Piling further pressure on Boeing is that its new version of the 777, the larger 777X, is likely to be years late coming into service after developmental problems.

If the investigation into the latest incident unearths further concerns about Boeing, the 777X could find itself less attractive to airlines looking to upgrade their fleets. That would boost arch rival Airbus, which is much better placed to weather the crisis in aviation caused by the pandemic.

Parts of the aircraft in a Denver garden following engine explosion
Parts of the aircraft in a Denver garden following engine explosion

But for all the concerns about Boeing, the business that should really be under scrutiny is Raytheon, the US company that makes Pratt and Whitney engines.

Early indications are that the problem was with the blades inside the engine, with some reports that they may have had fractures that caused them to fail. Whether this is a design issue or maintenance flaw will almost certainly be revealed by the investigation but that could take months.

That the problem is with the engine and not the design of the aircraft itself will come as a some relief to Boeing.

Of more than 1,600 777s the company has produced, relatively few - just 128 - have the Pratt & Whitney 4000-112, with most powered by GE and Rolls-Royce engines, according to travel data and analytics firm Cirium.

The Pratt & Whitney engine is not a new product either, effectively being in the “sunset” of its life as engine makers look to new aircraft such as the 777X.

But there is still plenty of life in the existing 777, meaning Pratt & Whitney could face a hefty bill if the issues prove to be endemic. This could happen. The weekend’s incident was the third time in three years a 777 with the engine type has suffered a failure.

And it’s not just the 777 that is affected.
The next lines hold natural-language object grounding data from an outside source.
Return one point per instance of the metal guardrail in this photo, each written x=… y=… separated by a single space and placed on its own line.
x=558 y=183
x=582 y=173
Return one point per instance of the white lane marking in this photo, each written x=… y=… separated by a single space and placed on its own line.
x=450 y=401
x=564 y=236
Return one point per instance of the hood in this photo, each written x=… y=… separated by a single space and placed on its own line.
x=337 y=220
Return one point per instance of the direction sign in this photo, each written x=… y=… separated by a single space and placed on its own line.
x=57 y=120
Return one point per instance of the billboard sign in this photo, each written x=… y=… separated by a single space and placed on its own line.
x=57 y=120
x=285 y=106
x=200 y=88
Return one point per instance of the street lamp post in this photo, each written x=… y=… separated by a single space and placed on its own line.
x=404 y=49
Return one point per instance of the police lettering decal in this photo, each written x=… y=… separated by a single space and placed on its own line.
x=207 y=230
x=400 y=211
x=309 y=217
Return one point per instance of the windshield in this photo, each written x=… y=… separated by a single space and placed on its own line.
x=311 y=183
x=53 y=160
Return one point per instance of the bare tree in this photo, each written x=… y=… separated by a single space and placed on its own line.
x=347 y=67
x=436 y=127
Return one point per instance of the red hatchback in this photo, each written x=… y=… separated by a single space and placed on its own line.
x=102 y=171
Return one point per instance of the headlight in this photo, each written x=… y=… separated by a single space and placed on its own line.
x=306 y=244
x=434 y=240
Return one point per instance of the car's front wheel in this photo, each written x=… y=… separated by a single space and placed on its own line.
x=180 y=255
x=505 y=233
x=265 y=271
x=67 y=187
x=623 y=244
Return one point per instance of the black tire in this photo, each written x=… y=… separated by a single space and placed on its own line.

The Pratt & Whitney 4000 family is fitted to almost 800 passenger and cargo aircraft worldwide, and another also suffered an incident at the weekend.

An engine on a 30-year old Boeing 747 freighter failed on take-off in the Netherlands, with debris falling to the ground, hitting one person and damaging cars. No action has yet been taken to ground the aircraft.

Luckily, such incidents are rare. “Think of the millions of hours of flights without anything happening,” says John Strickland, of aviation consultancy JLS. “To have two engine failures in one weekend is just an incredibly random co-incidence.”

Rare as they might be, for passengers hoping to return to the skies in a post-pandemic era when travel restrictions ease, it's just another worry.

“There’s a saying in aviation, that ‘aerospace companies sell thrust, but airlines buy trust’,” says Szepan. “That’s never been more significant for Boeing now.”